Sven’s been at that door long enough to stop being a person and start being an institution. No rulebook, no list, no system. He watches you and decides if you understand what the Berghain is actually trying to be. The stare is the whole conversation. You hold it or you don’t.
There’s something I respect in that clarity. In a city slowly turning itself into a theme park of what it used to be, Berghain still means something because it’s genuinely hard to get into. You can’t buy access. Can’t finesse past it with the right outfit or the right friends. You show up as yourself and hope Sven thinks you belong.

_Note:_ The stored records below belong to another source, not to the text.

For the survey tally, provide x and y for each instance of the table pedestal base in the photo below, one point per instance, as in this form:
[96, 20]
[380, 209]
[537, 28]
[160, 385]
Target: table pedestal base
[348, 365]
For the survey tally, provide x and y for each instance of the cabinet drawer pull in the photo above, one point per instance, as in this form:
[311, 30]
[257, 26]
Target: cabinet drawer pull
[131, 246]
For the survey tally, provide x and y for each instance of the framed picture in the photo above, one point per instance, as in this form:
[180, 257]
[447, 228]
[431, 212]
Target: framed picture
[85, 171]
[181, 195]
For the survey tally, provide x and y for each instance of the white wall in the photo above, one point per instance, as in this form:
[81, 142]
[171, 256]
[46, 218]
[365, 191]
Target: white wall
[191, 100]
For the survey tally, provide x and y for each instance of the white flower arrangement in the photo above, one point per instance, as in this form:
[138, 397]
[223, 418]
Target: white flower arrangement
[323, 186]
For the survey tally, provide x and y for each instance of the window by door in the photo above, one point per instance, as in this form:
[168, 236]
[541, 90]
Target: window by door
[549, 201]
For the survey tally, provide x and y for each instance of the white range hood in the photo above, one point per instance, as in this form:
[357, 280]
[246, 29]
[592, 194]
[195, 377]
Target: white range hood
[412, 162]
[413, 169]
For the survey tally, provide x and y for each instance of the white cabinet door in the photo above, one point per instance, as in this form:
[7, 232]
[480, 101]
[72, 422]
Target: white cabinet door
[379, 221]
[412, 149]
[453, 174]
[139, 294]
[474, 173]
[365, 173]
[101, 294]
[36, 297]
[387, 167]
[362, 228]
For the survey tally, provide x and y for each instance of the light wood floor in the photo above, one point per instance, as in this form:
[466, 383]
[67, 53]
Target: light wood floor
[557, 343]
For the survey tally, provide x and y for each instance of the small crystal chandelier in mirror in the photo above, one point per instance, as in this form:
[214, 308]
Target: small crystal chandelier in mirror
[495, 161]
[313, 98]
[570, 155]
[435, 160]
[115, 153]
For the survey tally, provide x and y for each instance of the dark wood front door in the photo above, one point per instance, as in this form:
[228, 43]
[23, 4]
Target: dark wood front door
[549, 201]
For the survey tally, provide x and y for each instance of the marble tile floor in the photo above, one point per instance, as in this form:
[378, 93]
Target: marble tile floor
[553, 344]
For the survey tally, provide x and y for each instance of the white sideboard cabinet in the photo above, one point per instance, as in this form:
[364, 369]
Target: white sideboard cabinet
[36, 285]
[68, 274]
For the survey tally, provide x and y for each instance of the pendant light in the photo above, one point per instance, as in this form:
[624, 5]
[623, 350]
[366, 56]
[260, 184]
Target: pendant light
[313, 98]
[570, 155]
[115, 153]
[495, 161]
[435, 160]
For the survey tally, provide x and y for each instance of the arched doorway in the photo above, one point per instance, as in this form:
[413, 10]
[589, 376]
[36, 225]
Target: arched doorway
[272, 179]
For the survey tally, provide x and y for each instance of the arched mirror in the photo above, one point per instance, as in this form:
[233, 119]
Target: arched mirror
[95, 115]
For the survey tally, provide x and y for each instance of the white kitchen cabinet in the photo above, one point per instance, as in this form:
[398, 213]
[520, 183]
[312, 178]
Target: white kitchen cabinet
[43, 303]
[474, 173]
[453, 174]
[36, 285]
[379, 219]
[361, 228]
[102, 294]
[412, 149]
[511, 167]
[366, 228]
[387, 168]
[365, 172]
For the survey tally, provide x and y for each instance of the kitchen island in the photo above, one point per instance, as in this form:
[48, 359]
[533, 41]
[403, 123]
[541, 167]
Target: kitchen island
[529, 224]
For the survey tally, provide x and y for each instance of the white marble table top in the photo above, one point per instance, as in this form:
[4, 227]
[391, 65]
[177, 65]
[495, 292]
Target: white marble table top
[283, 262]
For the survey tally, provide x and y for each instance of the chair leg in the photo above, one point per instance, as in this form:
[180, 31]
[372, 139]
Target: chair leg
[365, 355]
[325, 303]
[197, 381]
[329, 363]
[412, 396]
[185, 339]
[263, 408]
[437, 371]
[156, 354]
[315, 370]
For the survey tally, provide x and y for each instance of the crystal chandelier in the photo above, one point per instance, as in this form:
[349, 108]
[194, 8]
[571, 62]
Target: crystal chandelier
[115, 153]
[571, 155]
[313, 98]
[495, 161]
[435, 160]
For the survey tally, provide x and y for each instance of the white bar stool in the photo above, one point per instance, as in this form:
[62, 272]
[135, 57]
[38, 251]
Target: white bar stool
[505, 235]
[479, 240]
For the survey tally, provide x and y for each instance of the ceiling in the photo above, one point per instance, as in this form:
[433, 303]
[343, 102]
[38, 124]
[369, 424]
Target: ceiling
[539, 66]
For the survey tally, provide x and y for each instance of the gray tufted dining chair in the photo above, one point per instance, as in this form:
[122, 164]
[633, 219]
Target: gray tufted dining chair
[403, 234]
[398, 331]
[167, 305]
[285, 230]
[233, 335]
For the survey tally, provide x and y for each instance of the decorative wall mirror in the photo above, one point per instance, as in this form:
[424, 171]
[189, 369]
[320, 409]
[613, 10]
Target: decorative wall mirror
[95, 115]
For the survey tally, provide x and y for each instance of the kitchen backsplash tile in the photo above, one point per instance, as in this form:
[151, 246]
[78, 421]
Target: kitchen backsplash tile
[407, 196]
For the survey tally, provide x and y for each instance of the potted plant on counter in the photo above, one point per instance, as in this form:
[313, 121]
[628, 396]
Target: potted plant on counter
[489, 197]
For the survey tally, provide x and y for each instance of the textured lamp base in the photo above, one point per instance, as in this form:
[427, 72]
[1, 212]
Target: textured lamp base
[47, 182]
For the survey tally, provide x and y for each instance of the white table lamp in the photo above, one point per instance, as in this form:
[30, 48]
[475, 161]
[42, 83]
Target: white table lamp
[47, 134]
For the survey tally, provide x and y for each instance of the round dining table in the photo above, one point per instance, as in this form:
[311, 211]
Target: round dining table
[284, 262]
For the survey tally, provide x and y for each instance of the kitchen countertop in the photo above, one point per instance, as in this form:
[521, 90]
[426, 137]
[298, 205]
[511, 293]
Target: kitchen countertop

Ray-Ban created a promotional staring contest with Sven, which is funny in that hollow way—a sunglasses company trying to bottle the last genuine gatekeeping left in Berlin club culture and package it as an experience you can win. They’re right that Sven’s interesting. They’ve just completely missed what makes him matter.
What makes him matter is that he’s real. The club’s real. The people inside are there because they actually wanted to badly enough to pass the test. The moment you guarantee entry through a branded event, you’ve killed what you were reaching for.